GENE EXPRESSION ANALYSIS IN RING CHROMOSOME 14 SYNDROME

PRINCIPAL INVESTIGATOR: Nancy Spinner, The Children’s Hospital of Philadelphia at The Perelman School of Medicine at the University of Pennsylvania USA
Partner: Giovanni Neri, Istituto di Genetica Medica, Università Cattolica Sacro Cuore, Roma, Italy

DURATION: 2 YEARS FROM OCTOBER 2012 TO OCTOBER 2014
FINANCED BY: RING14 ITALY & RING14 USA
SUBMITTED TO PEER REVIEW PROCESS WITH INTERNATIONAL BOARD

Ring chromosomes are associated with a variety of clinical phenotypes including growth delay, intellectual disability and severe, difficult to control seizures, even in the absence of ring associated deletions or duplications. The overlap between phenotypes associated with different ring chromosomes has led to the hypothesis that the ring structure itself may cause the clinical symptoms.
Dr.

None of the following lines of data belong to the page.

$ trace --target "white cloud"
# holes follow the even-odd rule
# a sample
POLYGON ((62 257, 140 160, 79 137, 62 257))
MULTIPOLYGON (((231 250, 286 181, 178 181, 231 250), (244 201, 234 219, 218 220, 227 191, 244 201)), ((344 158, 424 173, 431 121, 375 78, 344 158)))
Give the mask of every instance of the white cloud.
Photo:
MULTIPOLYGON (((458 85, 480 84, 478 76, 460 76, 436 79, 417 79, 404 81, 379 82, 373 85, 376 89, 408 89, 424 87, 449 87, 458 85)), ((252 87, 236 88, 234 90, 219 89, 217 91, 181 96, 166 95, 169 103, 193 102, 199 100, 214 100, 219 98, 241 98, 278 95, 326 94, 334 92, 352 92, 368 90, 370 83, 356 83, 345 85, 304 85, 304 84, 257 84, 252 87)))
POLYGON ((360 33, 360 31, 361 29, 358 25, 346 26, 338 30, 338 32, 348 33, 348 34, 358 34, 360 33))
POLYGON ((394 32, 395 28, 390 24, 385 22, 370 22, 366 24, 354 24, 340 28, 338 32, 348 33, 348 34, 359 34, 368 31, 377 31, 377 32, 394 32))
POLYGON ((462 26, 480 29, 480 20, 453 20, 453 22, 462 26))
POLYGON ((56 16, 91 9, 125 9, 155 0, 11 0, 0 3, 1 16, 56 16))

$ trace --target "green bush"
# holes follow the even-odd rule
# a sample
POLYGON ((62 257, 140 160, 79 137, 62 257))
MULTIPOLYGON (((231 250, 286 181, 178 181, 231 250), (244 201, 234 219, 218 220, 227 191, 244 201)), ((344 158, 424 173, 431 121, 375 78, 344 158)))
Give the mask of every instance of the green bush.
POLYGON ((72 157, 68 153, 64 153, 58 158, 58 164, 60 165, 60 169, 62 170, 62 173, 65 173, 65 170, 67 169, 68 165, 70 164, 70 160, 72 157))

Nancy Spinner’s laboratory at the Children’s Hospital of Philadelphia has studied ring chromosomes since 2006 and is working to test the hypothesis that the ring structure alters gene expression. They will utilize cell lines from mosaic patients, who have some cells with the ring, and other cells with two normal chromosomes. By comparing the expression profiles of normal cell lines and ring containing cell lines they hope to identify altered expression profiles that are the cause of the seizures. They will also compare the expression profiles of cell lines from patients with rings that have deletions or duplications to those from patients with deletions and duplications not associated with rings.
The Spinner laboratory is focused on ring chromosome 14 (r(14)) and ring chromosome 20 (r(20)), but plans to extend their studies to additional rings. It is their hope that the discovery of the mechanism for ring chromosome associated seizures may lead to more rational treatment.

Andrea Penton, PhD (Research associate) Andrea Penton has worked with Dr. Spinner since 2010 and has expertise in many of the technologies that will be utilized in this project.  She has studied the cell cycle in eye development in Drosophila and has an excellent cell biology and cytogenomics background.  She will carry out or oversee all of the RNA-sequencing experiments.

Deborah McEldrew: (Research assistant) Debbie has worked with Dr. Spinner since 2010 (and previously from 1986 to 1991) and has outstanding cell culture experience. She carried out all of the cell culture and separation studies for the preliminary results of this project.  She will do the cell culture work and help Dr. Penton with the expression experiments.